Sami entrepreneurs

Tending herds of reindeer is a way of life for the Sami, as well as a source of income

Photo: Emily C. Skaftun  Alongside the road near Nordkapp, Sami reindeer herders tap another source of revenue by selling handicrafts—and by allowing tourists to take photos of them.

Photo: Emily C. Skaftun
Alongside the road near Nordkapp, Sami reindeer herders tap another source of revenue by selling handicrafts—and by allowing tourists to take photos of them.

Rasmus Falck
Oslo, Norway

Reindeer husbandry today in Norway is a small industry on a national scale, but both in a Sami and local context, it has great importance. Reindeer husbandry is not only important economically and for employment, it is also one of the most important parts of the Sami culture. Once, a self-employed Sami reindeer herder in Norway could subsist on 250 reindeer. These were owned individually but cared for collectively by means of flexible entrepreneurial networks. Rather than manage their reindeer, herders read their cues and followed the herd. Flexibility was the key to success.

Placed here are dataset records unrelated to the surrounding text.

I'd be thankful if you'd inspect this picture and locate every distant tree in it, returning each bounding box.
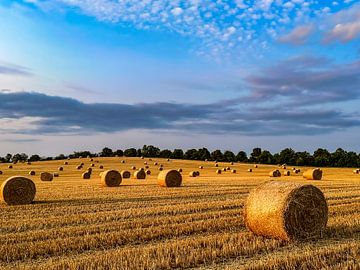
[29,155,41,162]
[224,150,236,162]
[249,147,261,163]
[236,151,248,162]
[197,148,211,160]
[211,150,224,161]
[159,149,172,158]
[124,148,137,157]
[170,149,184,159]
[100,147,114,157]
[114,150,124,157]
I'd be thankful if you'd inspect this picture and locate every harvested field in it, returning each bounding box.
[0,157,360,269]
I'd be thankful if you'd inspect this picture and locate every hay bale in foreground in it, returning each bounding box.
[0,176,36,205]
[303,168,322,180]
[244,181,328,241]
[121,171,131,178]
[269,170,281,177]
[101,170,122,187]
[40,172,54,182]
[158,170,182,187]
[134,170,146,179]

Today, snowmobiles, GPS technology, helicopters, and increased regulation have transformed the sector. The Sami have modernized smoothly. They use cell phones and snow scooters and four-wheel drive, and there is some new technology on the way—a little chip that they can transplant into the reindeer and then herd them just sitting with the computer. Yet they are concerned that herding might be reduced to an element of the food industry and their community-based entrepreneurship undermined.

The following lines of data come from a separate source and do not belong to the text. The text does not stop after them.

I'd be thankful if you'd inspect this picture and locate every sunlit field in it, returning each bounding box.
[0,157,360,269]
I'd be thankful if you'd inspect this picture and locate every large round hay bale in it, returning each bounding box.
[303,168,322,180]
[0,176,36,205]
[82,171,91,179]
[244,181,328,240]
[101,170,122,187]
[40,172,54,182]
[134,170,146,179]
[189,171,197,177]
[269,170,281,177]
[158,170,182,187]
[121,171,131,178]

According to the Norwegian Reindeer Husbandry Administration, about 3,000 Sami in Norway own more than 150,000 reindeers. The reindeer are allowed to roam freely, the herds migrating according to the season. Summer grass is better along the coast than inland. From June until August, the reindeer pasture unattended. As winter approaches, they migrate inland for food. On cold days, the heard can be located by means of the steam that it gives off. When the land is covered with snow, the reindeer use their hooves to dig for food.

Meat production is the most important income for the owner of a herd. The quantity and quality of the meat are important indications of how the business is going and how the economy will be. Reindeer meat is popular in Norway. It is a healthy and clean arctic food. And herders have additional earnings through raw materials such as skins, bones, horns, and through handicraft and fishing and hunting. Myself, I enjoyed the warm reindeer skin under the sleeping bag when serving in the Army up north. In my cabin in the mountains I still have skins in the beds.

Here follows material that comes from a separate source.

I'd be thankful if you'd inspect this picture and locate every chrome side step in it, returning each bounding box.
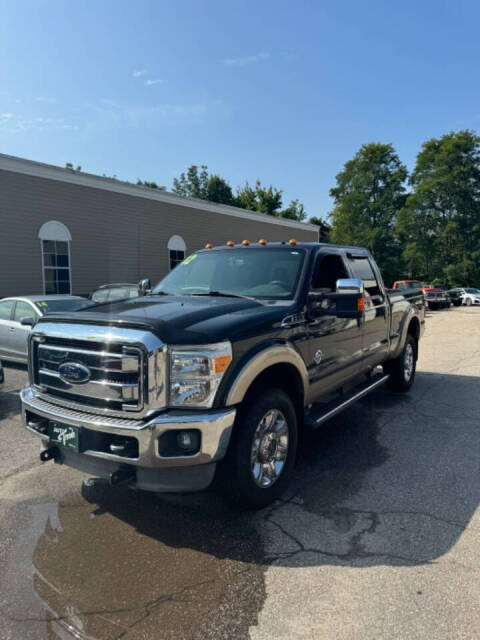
[305,373,390,430]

Some are concerned that the entrepreneurs may eventually be phased out by agricultural reindeer business. In Russia large-scale reindeer ranching is already a reality. But this kind of ranching is not compatible with Sami tradition and not ideal for reindeer. They prefer fresh, natural food (not pellets), and they have traditionally traveled looking for new fresh food supplies.

Whatever the future of reindeer in Norway, a steaming herd is certainly something to behold. Look out for reindeer!